Lo stesso giorno, oggi, di dieci anni fa sparò ad altezza uomo davanti a palazzo Chigi dove il governo Letta giurava nelle mani dell’allora presidente della Repubblica Giorgio Napolitano. Un proiettile centrò il brigadiere Giuseppe Giangrande, rendendolo tetraplegico a 50 anni ancora da compiere.

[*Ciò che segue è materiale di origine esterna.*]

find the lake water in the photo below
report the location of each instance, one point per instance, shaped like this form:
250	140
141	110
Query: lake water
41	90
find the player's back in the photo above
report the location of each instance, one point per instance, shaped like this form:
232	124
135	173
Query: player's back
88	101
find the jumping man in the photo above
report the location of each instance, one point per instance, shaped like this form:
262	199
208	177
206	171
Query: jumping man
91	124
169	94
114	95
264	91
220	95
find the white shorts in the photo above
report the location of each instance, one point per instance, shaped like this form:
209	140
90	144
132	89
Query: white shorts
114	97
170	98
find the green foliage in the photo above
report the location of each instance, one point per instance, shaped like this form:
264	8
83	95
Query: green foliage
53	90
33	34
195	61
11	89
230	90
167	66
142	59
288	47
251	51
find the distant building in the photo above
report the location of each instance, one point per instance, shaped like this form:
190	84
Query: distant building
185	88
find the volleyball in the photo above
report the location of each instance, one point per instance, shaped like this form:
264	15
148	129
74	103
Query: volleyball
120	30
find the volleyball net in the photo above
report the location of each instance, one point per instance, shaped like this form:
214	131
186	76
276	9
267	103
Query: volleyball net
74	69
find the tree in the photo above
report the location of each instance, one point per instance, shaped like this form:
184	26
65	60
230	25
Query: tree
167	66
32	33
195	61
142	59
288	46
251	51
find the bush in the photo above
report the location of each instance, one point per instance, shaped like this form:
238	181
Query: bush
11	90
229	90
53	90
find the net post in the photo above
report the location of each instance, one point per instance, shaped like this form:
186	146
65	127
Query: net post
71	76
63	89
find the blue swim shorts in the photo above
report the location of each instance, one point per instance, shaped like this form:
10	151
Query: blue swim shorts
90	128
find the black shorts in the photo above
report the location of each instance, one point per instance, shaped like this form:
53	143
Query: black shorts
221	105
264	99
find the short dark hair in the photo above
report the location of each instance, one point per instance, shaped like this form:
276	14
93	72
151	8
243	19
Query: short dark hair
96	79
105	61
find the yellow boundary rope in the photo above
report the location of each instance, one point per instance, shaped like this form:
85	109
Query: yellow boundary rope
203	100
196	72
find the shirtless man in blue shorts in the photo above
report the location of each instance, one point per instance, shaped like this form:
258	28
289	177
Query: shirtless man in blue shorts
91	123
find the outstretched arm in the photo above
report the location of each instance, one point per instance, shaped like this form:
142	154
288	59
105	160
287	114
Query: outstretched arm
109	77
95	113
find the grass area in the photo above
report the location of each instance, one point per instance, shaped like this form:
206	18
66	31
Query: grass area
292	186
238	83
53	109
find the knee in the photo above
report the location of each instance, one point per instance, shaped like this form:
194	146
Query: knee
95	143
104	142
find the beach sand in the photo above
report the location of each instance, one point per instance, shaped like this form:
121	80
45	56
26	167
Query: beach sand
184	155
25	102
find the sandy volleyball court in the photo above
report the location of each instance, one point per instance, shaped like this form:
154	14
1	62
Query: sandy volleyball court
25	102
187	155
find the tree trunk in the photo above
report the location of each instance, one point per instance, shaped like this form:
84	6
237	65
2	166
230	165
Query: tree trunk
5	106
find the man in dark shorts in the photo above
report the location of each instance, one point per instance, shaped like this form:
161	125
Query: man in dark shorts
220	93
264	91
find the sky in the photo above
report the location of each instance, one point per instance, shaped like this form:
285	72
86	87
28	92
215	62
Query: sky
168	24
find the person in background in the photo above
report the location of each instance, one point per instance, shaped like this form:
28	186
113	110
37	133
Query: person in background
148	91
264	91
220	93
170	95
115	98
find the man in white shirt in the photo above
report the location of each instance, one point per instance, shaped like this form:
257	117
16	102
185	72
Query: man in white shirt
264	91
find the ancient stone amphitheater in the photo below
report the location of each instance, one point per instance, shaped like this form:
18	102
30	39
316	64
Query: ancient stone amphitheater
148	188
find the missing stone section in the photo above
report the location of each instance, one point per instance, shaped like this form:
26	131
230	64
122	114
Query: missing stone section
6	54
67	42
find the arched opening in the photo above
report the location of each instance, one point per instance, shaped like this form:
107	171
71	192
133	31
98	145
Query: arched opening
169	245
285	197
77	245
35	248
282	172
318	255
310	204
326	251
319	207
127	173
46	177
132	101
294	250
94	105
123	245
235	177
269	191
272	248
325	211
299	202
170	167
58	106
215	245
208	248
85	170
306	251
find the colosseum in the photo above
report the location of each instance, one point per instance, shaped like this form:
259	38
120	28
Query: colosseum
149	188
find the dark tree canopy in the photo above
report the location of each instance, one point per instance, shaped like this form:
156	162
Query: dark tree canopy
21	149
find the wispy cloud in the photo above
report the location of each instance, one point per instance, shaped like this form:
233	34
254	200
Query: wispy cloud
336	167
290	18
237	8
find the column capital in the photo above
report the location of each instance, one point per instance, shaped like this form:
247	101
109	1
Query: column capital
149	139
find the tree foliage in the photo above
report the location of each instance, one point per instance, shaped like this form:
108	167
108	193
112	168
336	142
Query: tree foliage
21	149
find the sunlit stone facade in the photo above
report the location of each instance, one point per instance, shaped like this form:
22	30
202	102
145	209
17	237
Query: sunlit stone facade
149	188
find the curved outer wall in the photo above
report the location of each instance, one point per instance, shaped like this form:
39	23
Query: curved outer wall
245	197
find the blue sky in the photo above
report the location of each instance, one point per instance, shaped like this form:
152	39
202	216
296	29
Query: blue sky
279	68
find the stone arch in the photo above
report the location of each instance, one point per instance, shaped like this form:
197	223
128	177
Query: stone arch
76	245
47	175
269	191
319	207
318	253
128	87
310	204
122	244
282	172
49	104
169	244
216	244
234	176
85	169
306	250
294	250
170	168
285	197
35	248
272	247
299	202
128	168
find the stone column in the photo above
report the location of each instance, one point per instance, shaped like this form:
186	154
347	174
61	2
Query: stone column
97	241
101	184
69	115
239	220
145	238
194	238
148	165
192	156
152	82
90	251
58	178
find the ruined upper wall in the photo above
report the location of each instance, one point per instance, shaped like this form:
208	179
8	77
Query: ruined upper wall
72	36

”Quel giorno partii dalla Calabria con la pistola che avevo comprato illegalmente dopo che i ladri provarono a entrare in casa – racconta – Scelsi proprio quel giorno per andare a Roma perché c’era il giuramento del nuovo governo, ho pensato che lì avrei trovato sicuramente un politico. Ero convinto che colpendone uno avrei vendicato quelli come me. In testa avevo Berlusconi, Bersani o Monti, erano loro i miei obiettivi. Colpire almeno uno di questi significava nella mia testa prendersi una rivincita per conto di tanti italiani nella mia stessa situazione, disoccupati nel pieno di una crisi economica che allora sembrava avrebbe affossato il paese. Sbagliavo. Io, che pur non volendolo ammettere ero in balia della depressione, commisi allora quello che poi si è rivelato il più grande errore della mia vita”.

”Ricordo la prima notte in carcere come un incubo, non ho dormito per parecchio tempo – continua – piangevo in continuazione, non mi capacitavo di quello che avevo fatto perché non era quel carabiniere il mio obiettivo. Anzi, Giangrande è stato una vittima del sistema proprio come me.

Oggi mi sono fatto una cultura dietro alle sbarre, ho studiato lettere e filosofia – dice – Allora ero ignorante, mai lucido tra il lavoro che mancava e la separazione da mia moglie, rimasta in Piemonte insieme a mio figlio, che non vedevo da 8 mesi. Basti pensare – ricorda abbozzando un sorriso – che andai lì convinto di essere a Montecitorio, invece mi trovavo davanti a Palazzo Chigi e non c’era proprio nessuno”.